The OTS's call for evidence drew more than 1,000 responses, including from STEP. The OTS found that the disparity in rates between CGT and income tax creates an incentive for some taxpayers, notably family businesses, to arrange their affairs to reclassify income as capital gains, which is generally taxed at a lower rate.

However, rather than make specific recommendations, the OTS offers several alternative suggestions, leaving it up to the government to decide which meets its priorities. It notes that other issues, such as inflation relief for gains accumulated over several years, should also be considered.

It also notes that the relatively high level of the annual exempt amount, currently GBP12,300, can ‘distort investment decisions’, demonstrated by the fact that 50,000 people reported net gains just below the threshold in the 2017/18 tax year. The government should consider reducing the exempt amount if its policy is simply to provide administrative de minimis level, the OTS noted, highlighting that a 'true' de minimis level would be in the range of GBP2,000 to GBP4,000; reducing it below that level would have the drawback of bringing many more taxpayers into the self-assessment system.

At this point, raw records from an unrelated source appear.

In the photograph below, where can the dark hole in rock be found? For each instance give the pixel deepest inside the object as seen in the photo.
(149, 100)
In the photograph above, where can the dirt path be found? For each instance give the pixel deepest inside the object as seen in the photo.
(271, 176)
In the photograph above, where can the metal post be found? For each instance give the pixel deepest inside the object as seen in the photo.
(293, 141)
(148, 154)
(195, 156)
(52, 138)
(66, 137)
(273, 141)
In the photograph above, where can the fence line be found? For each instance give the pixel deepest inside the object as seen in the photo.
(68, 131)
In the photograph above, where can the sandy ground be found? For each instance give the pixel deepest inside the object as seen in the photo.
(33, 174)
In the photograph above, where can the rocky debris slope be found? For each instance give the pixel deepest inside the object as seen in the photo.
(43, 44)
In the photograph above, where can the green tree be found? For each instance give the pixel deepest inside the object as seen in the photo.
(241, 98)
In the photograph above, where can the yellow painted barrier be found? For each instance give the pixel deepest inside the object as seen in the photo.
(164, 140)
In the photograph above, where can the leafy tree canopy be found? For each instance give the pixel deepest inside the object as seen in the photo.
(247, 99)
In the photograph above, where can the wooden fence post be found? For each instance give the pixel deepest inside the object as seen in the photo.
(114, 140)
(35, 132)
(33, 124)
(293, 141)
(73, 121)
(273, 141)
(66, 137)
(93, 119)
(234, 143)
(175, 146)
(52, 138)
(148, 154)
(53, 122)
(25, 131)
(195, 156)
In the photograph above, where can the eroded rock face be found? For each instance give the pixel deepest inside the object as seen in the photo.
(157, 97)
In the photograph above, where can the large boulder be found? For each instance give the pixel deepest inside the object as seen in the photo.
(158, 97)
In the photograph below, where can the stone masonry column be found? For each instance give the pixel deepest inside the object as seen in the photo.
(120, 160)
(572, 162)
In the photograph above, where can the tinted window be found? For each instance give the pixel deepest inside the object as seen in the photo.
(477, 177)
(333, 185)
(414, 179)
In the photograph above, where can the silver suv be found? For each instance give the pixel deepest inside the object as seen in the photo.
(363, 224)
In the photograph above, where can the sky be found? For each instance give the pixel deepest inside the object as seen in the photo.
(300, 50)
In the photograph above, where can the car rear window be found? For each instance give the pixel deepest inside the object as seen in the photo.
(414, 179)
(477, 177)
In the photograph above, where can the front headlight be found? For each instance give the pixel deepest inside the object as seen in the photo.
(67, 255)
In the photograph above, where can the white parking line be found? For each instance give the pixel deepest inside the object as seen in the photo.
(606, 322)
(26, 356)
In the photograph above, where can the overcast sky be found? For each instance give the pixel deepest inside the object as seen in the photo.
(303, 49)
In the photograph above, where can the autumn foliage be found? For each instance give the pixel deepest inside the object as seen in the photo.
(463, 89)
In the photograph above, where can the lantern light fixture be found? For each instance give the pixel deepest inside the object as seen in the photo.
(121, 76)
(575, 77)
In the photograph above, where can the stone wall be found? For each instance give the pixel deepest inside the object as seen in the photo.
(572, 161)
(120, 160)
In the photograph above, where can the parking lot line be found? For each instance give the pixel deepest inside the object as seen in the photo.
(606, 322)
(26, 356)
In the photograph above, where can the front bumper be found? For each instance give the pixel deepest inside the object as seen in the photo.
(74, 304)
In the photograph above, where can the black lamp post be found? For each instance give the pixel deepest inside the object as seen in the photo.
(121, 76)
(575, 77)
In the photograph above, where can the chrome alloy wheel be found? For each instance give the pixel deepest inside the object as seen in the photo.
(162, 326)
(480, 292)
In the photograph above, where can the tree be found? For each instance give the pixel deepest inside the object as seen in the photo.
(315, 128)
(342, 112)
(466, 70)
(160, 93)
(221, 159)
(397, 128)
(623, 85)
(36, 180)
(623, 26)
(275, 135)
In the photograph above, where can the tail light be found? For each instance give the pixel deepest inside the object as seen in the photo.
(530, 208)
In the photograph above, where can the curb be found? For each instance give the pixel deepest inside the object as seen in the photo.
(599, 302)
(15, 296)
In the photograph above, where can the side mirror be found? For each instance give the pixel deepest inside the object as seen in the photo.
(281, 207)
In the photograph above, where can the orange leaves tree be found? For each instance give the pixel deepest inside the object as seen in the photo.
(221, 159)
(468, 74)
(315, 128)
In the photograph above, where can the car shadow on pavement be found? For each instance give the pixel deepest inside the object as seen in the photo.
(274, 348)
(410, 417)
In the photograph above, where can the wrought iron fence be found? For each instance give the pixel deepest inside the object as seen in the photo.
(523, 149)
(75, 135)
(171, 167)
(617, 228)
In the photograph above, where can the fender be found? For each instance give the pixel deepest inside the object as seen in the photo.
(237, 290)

OTS Tax Director Bill Dodwell added, ‘If the government were to reduce the Annual Exempt Amount, it should do so in conjunction with considering reforms to the current chattels exemption and improving the real time capital gain service, including linking these returns to the Personal Tax Account.’

The report also deals with the complex and sensitive issue of CGT interaction with lifetime gifts, inheritance tax, and reliefs given on business assets. The OTS has already suggested that the government should consider removing the existing capital gains uplift on death, and instead provide that the person inheriting the asset is treated as acquiring the assets at the historic base cost of the deceased. This would not affect those who retained the assets, but would lead to a tax charge for those who sell recently inherited assets and could be accompanied by a general rebasing of all assets, with an extension of gift holdover relief to a broader range of assets, making it easier for individuals to give assets away during their lifetime. 'Taken as a package these proposals could potentially raise money for the Exchequer over the long term', the report notes.

The OTS also recommends the abolition of investors' relief, and the introduction of a new relief focused on retirement to replace business asset disposal relief, which it considers does not achieve the aim of stimulating business investment and risk-taking.

Further, it recommends that the government consider taxing accrued profits of owner-managed companies at income tax rates.

Commenting on the report, Robin Vos TEP, Chair of STEP’s UK Technical Committee, said: ‘The Chancellor put the OTS in a difficult position by asking it to consider ways in which the existing rules might distort behaviour or do not meet their policy intent. Inevitably, therefore, the report strays into areas of policy and deals with matters that have nothing to do with simplification such as rates of tax. The government is of course looking for ways to raise tax revenue in a way that is politically acceptable, and CGT is one of the ways in which that can be done without breaking any manifesto commitments.’

Vos added that a modest increase to CGT seems likely, although aligning it with rates of income tax are ‘much less likely to be pursued.’

‘The real purpose of the Chancellor in asking the OTS to review CGT was to see what the public and political appetite was for raising more money from it,’ he noted. ‘The answer seems to be that modest increases might be accepted, but that more radical reform would not be tolerated.’

The Institute of Chartered Accountants in England and Wales (ICAEW) has urged a cautious approach, claiming that the CGT regime as it stands is 'fit for purpose'. The system largely achieves its policy intent of discouraging schemes that seek to convert income into a capital gain for tax purposes, although the way in which it is administered could be improved, it said.